A federal appeals court ruled Tuesday that Special Counsel Jack Smith can have access to former President Donald Trump‘s Twitter account, as he investigates the former president for 2020 election interference. 

The full U.S. Court of Appeals for Washington, D.C., rejected a petition from Twitter to rehear the case after a three-judge panel ruled agaist the social media company in July.

The case can now move to the Supreme Court

Smith had gone behind Trump’s back and with a search warrant asked Twitter, now X, for the contents of the former president’s account, including direct messages.

The special counsel muzzled the tech company with a non-disclosure agreement, which sought to prevent Trump from being told about the search. 

Special Counsel Jack Smith went behind former President Donald Trump’s back and sought the contents of his Twitter account from Twitter. On Tuesday the full U.S. Court of Appeals for Washington, D.C rejected Twitter’s request to rehear the case 

At the end of the Trump administration those same files went to the National Archives, but Smith admitted Twitter was asked because getting the content from NARA ‘would trigger notice to the former president’ under the Presidential Records Act. 

Smith had asked Twitter for access to all of the ex-president’s tweets including direct messages ‘received by, stored in draft form, in or otherwise associated with the subject account including attachments, multimedia, header information, metadata and logs.’

Twitter eventually complied with the warrant.

The release included at least 32 direct messages sent by Trump. 

Four judges appointed by Republican presidents slammed the full court’s decision not to rehear the case in a 12-page statement released alongside the opinion. 

U.S. Circuit Judge Neomi Rao, a Trump appointee, wrote the statement and it was signed by Circuit judges Justin Walker, Gregory Katsas and Karen Henderson. 

‘Rather than follow established precedent, for the first time in American history, a court allowed access to presidential communications before any scrutiny of executive privilege,’ the conservative judges wrote. 

Special Counsel Jack Smith gained access to former President Donald Trump’s Twitter account by going to Twitter instead of the National Archives, in which the Presidential Records Act would have triggered that Trump be informed of the search

The judges said Smith ‘obscured and bypassed any assertion of executive privilege and dodged the careful balance Congress struck in the Presidential Records Act.’  

Rao and the other judges feared that the decision opened up a Pandora’s box of problems down the road – especially with presidents using more electronic communications. 

‘Without a presumption for executive privilege, new questions will invariably arise, particularly because nothing in the panel’s opinion is limited to a former President,’ the judges said. 

‘What if, in the course of a criminal investigation, a special counsel sought a warrant for the incumbent President’s communications from a private email or phone provider?
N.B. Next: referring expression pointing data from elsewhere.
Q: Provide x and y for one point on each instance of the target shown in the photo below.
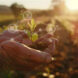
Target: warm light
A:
(72, 4)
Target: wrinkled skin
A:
(15, 51)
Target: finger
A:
(25, 53)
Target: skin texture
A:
(15, 51)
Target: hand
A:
(19, 36)
(21, 57)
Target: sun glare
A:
(72, 4)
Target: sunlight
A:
(72, 4)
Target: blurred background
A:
(62, 14)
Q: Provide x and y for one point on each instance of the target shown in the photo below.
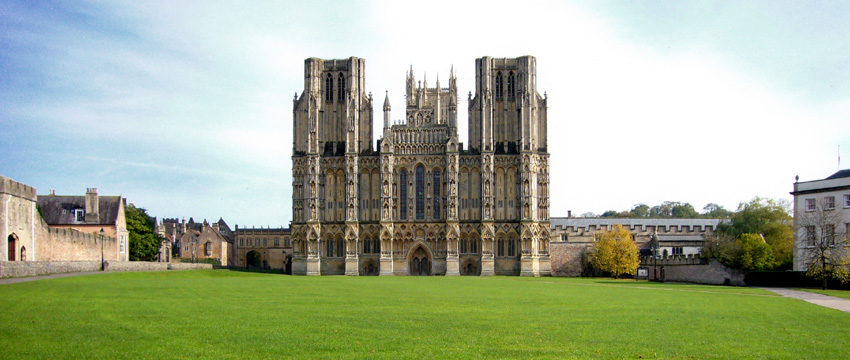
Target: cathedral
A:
(420, 203)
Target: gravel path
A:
(832, 302)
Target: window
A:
(511, 87)
(436, 186)
(499, 86)
(420, 192)
(810, 235)
(829, 234)
(402, 194)
(810, 205)
(340, 94)
(829, 202)
(79, 215)
(329, 88)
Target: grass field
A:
(224, 314)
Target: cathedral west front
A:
(420, 203)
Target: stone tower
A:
(420, 204)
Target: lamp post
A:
(102, 263)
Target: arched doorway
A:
(370, 268)
(12, 245)
(419, 263)
(252, 259)
(469, 268)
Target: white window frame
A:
(829, 202)
(811, 205)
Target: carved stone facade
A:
(420, 204)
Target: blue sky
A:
(185, 108)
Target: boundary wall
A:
(15, 269)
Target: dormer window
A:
(80, 215)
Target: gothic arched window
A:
(340, 95)
(511, 86)
(499, 86)
(420, 192)
(402, 194)
(436, 186)
(329, 88)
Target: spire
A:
(387, 101)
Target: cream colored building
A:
(421, 203)
(821, 215)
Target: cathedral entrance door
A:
(420, 265)
(11, 246)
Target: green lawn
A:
(222, 314)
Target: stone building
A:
(205, 242)
(420, 203)
(90, 213)
(263, 248)
(821, 216)
(27, 236)
(18, 220)
(664, 238)
(188, 239)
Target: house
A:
(821, 216)
(91, 214)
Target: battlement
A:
(14, 188)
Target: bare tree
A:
(825, 245)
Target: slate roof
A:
(59, 210)
(840, 174)
(584, 222)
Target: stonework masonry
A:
(420, 203)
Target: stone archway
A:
(470, 268)
(419, 261)
(12, 246)
(370, 268)
(253, 259)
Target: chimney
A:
(92, 206)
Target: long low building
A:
(572, 238)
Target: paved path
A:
(833, 302)
(34, 278)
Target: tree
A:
(771, 219)
(685, 210)
(144, 241)
(754, 254)
(714, 211)
(640, 210)
(615, 252)
(824, 248)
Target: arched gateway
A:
(419, 261)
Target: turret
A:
(387, 111)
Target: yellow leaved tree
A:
(615, 252)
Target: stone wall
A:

Under this court’s decision, executive privilege isn’t even on the table, so long as the special counsel makes a showing that a warrant and nondisclosure order are necessary to the prosecution.

‘And following the Special Counsel’s roadmap, what would prevent a state prosecutor from using a search warrant and nondisclosure order to obtain presidential communications from a third-party messaging application?

‘And how might Congress benefit from this precedent when it seeks to subpoena presidential materials from third parties in an investigation or impeachment inquiry?’ Rao and the other judges asked.